Learn About Your Learners
This sub-heading is another phrase borrowed from Pete Carroll but is something that I believe in strongly – it is crucial to establish meaningful connections with your athletes so as to engender trust, open communication, honesty and to understand ‘what makes them tick’. Move beyond the player to get to know the person, where they are from and how their life experience has moulded them. Careful observation before/during/after training or in social situations will give you great understanding. Observation combined with attentive listening will enable you to understand the person and communicate in a way that best suits them and helps them to develop.
Learn About Learning
I’ll be the first to admit that my ‘Learning Theory’ lectures at University didn’t rank among my favourites, however I see now how important it is to have a grasp of the concept of learning. Whether in educational, sporting, music or any variety of setting, people have to learn along the way so as to improve. How one person learns compared to another could have a very real effect on your coaching and having an understanding as to how you might cater to each individual will enable you to get the most out of your athletes. Recently I was listening to ‘The Hidden Brain’ podcast where the particular episode revolved around a former violinist, Maya Shankar. At one stage it discusses her teacher, Itzhak Perlman, and the way he would ask Maya to explain how she thought she could do better and what tools she had at her disposal. He explained “The more you learn to think for yourself and how to make decisions for yourself, the better it will be for future performance”. The crossover to coaching sports was obvious to me. Experience alone isn’t enough if you are unable to pass on the knowledge you have.

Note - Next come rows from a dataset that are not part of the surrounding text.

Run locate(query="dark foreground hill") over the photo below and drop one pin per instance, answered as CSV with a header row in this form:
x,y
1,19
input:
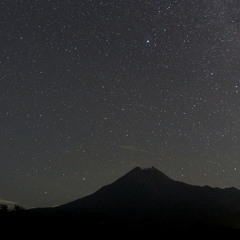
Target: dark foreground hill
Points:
x,y
143,200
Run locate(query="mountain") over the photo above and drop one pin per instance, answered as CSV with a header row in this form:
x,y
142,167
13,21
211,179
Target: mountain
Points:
x,y
148,199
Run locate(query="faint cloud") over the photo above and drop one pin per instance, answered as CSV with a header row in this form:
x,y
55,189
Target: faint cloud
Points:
x,y
136,149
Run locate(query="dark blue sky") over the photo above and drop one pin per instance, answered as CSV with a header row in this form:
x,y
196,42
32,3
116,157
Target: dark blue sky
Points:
x,y
91,89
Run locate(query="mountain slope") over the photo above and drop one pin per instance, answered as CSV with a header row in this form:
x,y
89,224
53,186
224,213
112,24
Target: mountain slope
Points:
x,y
147,197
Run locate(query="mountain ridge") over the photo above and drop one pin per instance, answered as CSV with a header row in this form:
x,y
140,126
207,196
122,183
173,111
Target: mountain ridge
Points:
x,y
148,196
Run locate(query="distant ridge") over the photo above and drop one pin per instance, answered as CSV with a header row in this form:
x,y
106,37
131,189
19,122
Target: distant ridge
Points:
x,y
148,197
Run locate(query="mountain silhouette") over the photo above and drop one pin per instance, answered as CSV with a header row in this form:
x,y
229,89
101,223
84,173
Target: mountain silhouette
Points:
x,y
148,199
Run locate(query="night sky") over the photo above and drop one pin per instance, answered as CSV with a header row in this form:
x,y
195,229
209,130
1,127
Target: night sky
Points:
x,y
90,89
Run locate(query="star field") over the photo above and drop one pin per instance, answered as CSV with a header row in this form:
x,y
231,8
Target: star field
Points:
x,y
91,89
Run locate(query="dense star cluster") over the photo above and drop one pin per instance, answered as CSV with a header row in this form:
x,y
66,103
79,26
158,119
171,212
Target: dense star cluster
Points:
x,y
90,89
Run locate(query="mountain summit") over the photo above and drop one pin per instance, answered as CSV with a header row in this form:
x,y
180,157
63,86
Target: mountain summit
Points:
x,y
147,197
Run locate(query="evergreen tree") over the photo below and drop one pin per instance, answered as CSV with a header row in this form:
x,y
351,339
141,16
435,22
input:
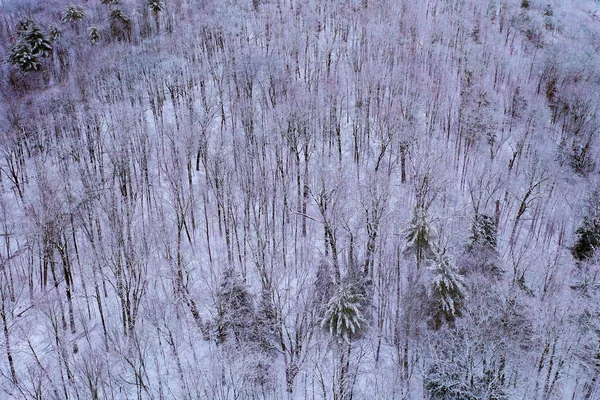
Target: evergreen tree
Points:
x,y
588,239
73,14
236,314
156,6
31,47
420,236
446,291
345,317
94,35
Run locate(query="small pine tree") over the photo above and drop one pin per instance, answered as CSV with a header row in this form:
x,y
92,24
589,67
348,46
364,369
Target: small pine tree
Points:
x,y
236,315
120,25
345,316
73,14
94,35
420,236
484,231
31,47
446,291
588,239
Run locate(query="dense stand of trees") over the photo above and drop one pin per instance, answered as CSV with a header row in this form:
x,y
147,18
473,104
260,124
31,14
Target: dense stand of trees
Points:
x,y
299,199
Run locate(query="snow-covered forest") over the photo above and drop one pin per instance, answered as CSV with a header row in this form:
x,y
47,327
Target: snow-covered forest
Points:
x,y
300,199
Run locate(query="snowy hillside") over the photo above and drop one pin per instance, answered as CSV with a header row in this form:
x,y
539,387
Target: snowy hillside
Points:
x,y
300,199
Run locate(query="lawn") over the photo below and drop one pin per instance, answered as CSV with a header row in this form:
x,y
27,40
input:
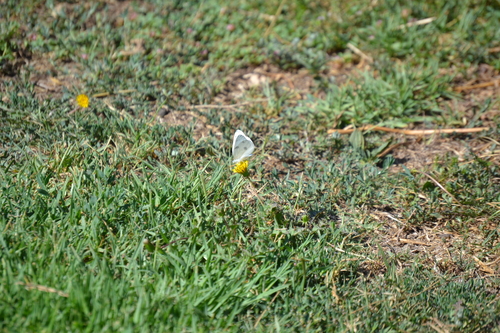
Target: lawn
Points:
x,y
371,202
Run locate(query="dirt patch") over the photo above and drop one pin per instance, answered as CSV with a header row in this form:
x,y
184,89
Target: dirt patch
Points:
x,y
443,250
421,153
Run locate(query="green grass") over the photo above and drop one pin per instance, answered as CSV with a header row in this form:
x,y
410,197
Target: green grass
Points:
x,y
114,221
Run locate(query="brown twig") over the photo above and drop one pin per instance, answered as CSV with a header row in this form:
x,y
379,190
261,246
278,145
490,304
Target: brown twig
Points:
x,y
438,185
228,106
419,22
360,53
409,132
30,286
478,86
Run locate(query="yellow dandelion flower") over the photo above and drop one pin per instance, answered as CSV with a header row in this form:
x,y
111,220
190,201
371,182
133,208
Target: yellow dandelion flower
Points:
x,y
83,100
241,168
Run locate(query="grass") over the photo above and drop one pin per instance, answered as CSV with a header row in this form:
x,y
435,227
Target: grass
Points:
x,y
112,220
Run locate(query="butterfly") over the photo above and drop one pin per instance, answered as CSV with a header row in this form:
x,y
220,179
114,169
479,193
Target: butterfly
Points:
x,y
243,147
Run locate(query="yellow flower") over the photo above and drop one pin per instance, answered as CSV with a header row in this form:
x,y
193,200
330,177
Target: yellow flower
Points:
x,y
241,168
83,100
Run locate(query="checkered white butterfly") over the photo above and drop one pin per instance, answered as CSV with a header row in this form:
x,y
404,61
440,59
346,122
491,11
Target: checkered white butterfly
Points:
x,y
243,147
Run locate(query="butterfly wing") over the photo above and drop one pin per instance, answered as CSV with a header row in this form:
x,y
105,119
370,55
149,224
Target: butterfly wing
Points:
x,y
243,146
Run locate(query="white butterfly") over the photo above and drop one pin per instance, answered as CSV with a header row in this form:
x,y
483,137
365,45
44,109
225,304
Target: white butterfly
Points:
x,y
243,147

Learn to Reflect Whilst Living in the Present
Reflective Practice is purposeful thinking, making the considered effort to consider and recall what happened, the part you played and your view of it as a coach against the expected outcome (SCUK). It enables you to examine your experience and transform it into learning. Think critically and be inquisitive. However, once you have reflected on a match/session/event then take what you can from it and move on. Don’t allow yourself to be a slave to the past or the future as it will create either anxiety or dangerous comfort (Nick Saban). Like Saban, Arsene Wenger recently commented in an interview that “the only moment of possible happiness is the present. The past gives regrets and the future uncertainties”.